I for one am not alarmed. First, the percentage of GDP is quite small. Since it is smaller than the GDP growth rate, it does not imply rising interest rates or a rising burden of interest on the tax revenue.
Second, although we really need a Treasury-model run for a longer period, my hunch is that the situation will be stable and maybe improving. The reason is that in the earlier years planned public expenditure is really growing fast. This is the consequence of the nation's decision that it needs to recover the backlog of past under-expenditure on the public services and infrastructure.

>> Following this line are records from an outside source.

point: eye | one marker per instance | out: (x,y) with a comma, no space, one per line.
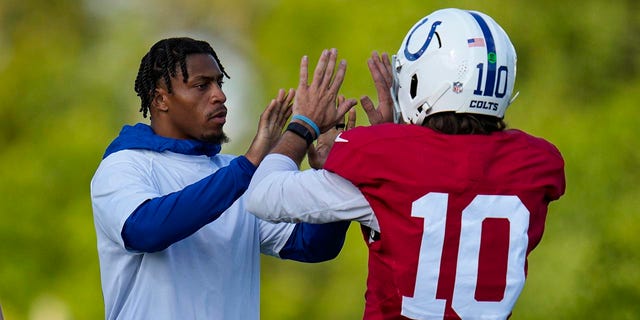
(202,86)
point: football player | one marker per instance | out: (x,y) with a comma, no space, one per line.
(450,201)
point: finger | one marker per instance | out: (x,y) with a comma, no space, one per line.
(281,95)
(331,64)
(369,109)
(340,74)
(340,124)
(318,73)
(290,95)
(388,68)
(377,70)
(304,72)
(351,119)
(344,107)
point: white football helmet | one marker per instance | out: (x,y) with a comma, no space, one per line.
(453,60)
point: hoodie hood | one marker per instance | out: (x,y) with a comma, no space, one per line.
(141,136)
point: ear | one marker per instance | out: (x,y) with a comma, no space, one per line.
(159,100)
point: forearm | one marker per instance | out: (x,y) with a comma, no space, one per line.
(162,221)
(292,146)
(315,242)
(280,193)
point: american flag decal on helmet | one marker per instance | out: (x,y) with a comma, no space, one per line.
(475,42)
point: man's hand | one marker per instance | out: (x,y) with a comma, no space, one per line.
(318,154)
(382,74)
(272,120)
(317,101)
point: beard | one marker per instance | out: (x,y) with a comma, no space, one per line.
(216,139)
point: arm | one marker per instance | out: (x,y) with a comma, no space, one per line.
(315,242)
(280,193)
(159,222)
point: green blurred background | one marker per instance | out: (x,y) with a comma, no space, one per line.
(66,88)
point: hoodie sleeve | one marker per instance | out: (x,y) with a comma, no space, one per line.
(159,222)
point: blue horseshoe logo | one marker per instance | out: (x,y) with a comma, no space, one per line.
(414,56)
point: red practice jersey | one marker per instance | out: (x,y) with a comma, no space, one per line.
(458,215)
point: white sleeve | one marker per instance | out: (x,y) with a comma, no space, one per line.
(279,192)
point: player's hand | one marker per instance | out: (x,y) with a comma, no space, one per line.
(317,101)
(318,154)
(272,121)
(382,74)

Once this task has been achieved I see no reason in fact for long-run public expenditure to grow faster than long run GDP. By contrast, current plans mean that in the next three years public expenditure will be growing no less than slightly more than twice the rate of GDP. Third, I cannot really feel that the economy will somehow become unbalanced if we finance a very modest fraction (less than one-thirtieth) of total public expenditure by borrowing.
Fourth, the projected "current" deficit (the number you arrive at when public investment projects are removed from the figures) is in fact on a similar scale to the actual projected investment. In other words, this is a familiar process or borrowing to finance infrastructure.
So where, in light of all this, stands Gordon Brown? In my estimation, very definitely up. I suspect he knows exactly what he is doing, namely paying obeisance to the political prejudices of the financial markets (and also to the anachronistic EU stability pact) while basically serving the clear collective needs and desires of the nation's citizens. We want those schools and hospitals and we want value for money. Given those points, I doubt we are deeply concerned if a small fraction of the cost is financed by debt rather than taxation.
Professor Robin Marris is Professor Emeritus of Economics at Birkbeck College and the author of 'Ending Poverty'.
* See especially, Professor Peter Spencer, York University, 'Economic Update' ITEM Club, autumn 2003 issue of 'Economic Outlook for Business'.